Obama, so thoroughly does U.S. polity predetermine individual administrations' policies, entered office by intensifying the deadly drone missile attacks in Pakistan begun by Bush in late 2008 and announced that he was doubling the number of American troops in Afghanistan.
Already presiding over the world's largest military budget, officially 41.5% of world expenditures in 2008 and far larger with non-Defense Department spending factored in, in April the new president requested from Congress an additional $85 billion in supplemental funding for the war in Afghanistan and the occupation of Iraq.
U.S. lawmakers were more than accommodating and on July 24 Obama signed Iraq and Afghanistan War Supplemental Appropriations amounting to $106 billion.
On October 28 he signed the $680 billion 2010 National Defense Authorization Act which includes another $130 billion to fund what his administration now calls overseas contingency operations in Afghanistan and Iraq.
With the authorization of $106 billion in July, the last official supplemental appropriation for the wars, and $130 billion last month for Afghanistan and Iraq the combined official spending for both wars will exceed $1 trillion. According to the Stockholm International Peace Research Institute (SIPRI) 2009 Year Book, total international military spending for 2008 was not much more than that: $1.464 trillion.
Eight days after the authorization of the $680 billion Pentagon budget for next year, the New York Times reported that the top American military commander, chairman of the Joint Chiefs of Staff Admiral Michael Mullen, said "he expected the Pentagon to ask Congress in the next few months for emergency financing to support the wars in Iraq and Afghanistan," with the newspaper estimating the size of the demand to be $50 billion. 
Despite the Obama administration's pledge to the contrary, July's war supplement may not be the last one. It will simply be renamed an emergency appropriation. The first of many more to come.
Not only does one country account for the overwhelming plurality of world military expenditures, but that nation also has troops and bases on all six habitable continents (as well as a 54-year military mission in Antarctica, Operation Deep Freeze) and eleven aircraft carrier strike groups and six navy fleets that roam the world's oceans and seas at will. It is also expanding a global interceptor missile system on land, on sea, in the air and into space that will leave it invulnerable to retaliation.
Reports from the first twelve days of November indicate the global scope of the first attempt in history by one nation to achieve uncontested worldwide military power.
A survey of that period will trace recent trends across the globe with the alphabet as a compass.
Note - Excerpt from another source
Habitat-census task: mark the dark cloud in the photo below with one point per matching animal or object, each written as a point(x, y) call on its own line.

Any day now Washington may announce plans to add 40,000 or more troops to the 68,000 already there.  Plans are underway to accommodate that influx.
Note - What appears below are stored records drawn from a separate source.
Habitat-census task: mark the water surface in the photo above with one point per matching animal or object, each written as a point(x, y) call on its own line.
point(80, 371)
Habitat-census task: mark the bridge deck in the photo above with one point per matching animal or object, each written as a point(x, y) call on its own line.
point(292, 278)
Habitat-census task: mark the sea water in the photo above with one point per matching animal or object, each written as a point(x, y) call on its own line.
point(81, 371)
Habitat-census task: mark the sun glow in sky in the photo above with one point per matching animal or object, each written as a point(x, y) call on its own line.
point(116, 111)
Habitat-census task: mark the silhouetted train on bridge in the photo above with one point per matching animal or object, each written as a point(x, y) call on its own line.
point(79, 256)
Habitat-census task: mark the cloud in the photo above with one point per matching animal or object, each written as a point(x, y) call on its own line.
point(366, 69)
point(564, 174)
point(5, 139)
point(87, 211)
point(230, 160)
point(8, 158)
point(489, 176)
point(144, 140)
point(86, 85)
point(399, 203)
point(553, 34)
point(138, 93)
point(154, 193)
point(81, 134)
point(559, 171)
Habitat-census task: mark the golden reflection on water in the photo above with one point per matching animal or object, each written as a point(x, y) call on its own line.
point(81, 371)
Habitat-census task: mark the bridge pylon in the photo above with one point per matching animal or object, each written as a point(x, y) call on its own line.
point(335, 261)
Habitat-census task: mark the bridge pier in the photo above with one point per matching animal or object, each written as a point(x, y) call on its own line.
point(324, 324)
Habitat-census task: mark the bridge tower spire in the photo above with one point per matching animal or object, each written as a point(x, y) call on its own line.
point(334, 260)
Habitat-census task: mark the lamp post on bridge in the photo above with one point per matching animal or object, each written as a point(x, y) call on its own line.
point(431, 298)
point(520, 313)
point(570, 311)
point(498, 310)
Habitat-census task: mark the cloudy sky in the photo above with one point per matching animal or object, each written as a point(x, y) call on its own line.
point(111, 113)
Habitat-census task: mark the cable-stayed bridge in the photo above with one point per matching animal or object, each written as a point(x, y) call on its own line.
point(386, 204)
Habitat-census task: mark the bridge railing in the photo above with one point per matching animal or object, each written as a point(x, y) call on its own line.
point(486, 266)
The American military compound at and fanning out from the Bagram Air Field has been expanded from 3,993 to 5,198 acres since 2001 and is in the process of further enlargement. It already hosts some 25,000 U.S. troops and contractors and "a new parking ramp supporting the world's largest aircraft is to be completed this spring....[I]t is continuing to grow to keep up with the requirements of an escalating war and troop increases."